Research has generally focused on pearl millet, the most important species. Adaptation is a more serious problem in millet than in many other crops. Pearl millet originated in Western Africa, evolving in a harsh environment in association with a number of diseases and insect pests. Local landraces developed through natural and human selection gave poor yields, but showed reasonable tolerance to many of these hazards. Improved varieties introduced from Asia, Eastern Africa or the United States, where these problems are less prevalent, have generally failed to show any superiority over local varieties in Western Africa.
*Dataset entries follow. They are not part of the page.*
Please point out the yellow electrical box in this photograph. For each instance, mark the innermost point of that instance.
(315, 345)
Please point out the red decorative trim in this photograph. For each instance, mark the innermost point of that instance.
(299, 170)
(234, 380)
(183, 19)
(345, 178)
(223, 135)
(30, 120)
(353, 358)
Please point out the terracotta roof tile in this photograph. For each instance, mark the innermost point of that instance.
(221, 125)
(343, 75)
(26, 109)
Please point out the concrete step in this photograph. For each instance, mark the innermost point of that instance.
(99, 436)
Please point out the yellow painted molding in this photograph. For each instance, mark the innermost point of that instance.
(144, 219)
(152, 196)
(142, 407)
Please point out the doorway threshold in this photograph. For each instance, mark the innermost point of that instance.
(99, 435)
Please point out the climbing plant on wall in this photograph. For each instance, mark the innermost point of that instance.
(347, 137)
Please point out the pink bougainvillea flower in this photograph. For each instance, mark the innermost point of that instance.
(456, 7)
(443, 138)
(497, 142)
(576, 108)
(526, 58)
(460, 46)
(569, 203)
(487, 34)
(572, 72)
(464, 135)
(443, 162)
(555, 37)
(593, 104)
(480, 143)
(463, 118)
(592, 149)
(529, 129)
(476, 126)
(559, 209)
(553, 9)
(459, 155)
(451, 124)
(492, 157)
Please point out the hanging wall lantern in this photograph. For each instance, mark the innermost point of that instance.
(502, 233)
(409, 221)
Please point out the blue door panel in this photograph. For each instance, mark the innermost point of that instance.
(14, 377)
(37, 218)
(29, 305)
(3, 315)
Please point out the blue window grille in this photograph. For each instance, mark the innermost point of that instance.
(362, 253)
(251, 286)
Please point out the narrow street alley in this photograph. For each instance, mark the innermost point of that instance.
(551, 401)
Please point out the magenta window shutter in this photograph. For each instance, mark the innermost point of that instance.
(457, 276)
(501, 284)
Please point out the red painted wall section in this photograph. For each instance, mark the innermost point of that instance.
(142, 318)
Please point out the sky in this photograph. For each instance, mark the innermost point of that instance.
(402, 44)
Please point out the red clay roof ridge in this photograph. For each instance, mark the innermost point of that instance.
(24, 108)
Indeed, these introduced materials generally have serious adaptation problems, because of lack of tolerance to high soil temperatures and sandstorms as seedlings, and greater susceptibility than local landraces to diseases and insect pests.
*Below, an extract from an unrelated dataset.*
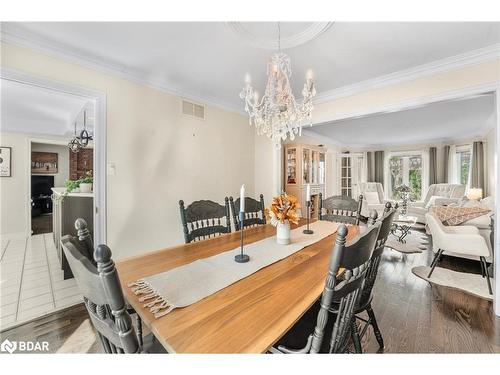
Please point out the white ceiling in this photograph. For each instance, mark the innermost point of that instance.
(209, 60)
(35, 110)
(437, 122)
Breeding for drought tolerance, a major problem in all millet environments, is also difficult because it is hard to accurately simulate drought conditions and because manipulating a plant trait to improve tolerance to severe drought stress at one growth stage may result in increased sensitivity to drought at another stage.
These difficulties notwithstanding, national and international research programmes have made significant advances. Improvements in pearl millet yields in the developing countries, mainly in India, have occurred largely due to the development, release and widespread multiplication of improved open-pollinated and hybrid cultivars. Because of their low sowing rates (3-4 kg/ha of seed) and high multiplication rates (200 to 500-fold per generation), these improved cultivars have been adopted fairly widely even by subsistence farmers in specific, relatively favourable, millet environments, e.g., Gujarat, Haryana and Maharashtra in India.
In Africa, hybrids have yet to make a significant impact because extension is inadequate and the seed industry poorly developed. However, there has been some adoption of improved open-pollinated varieties in Southern Africa. These offer marginal gains in grain yield over traditional landraces, and are less prone to end-of-season drought because they mature earlier, thus reducing the risk of crop failure.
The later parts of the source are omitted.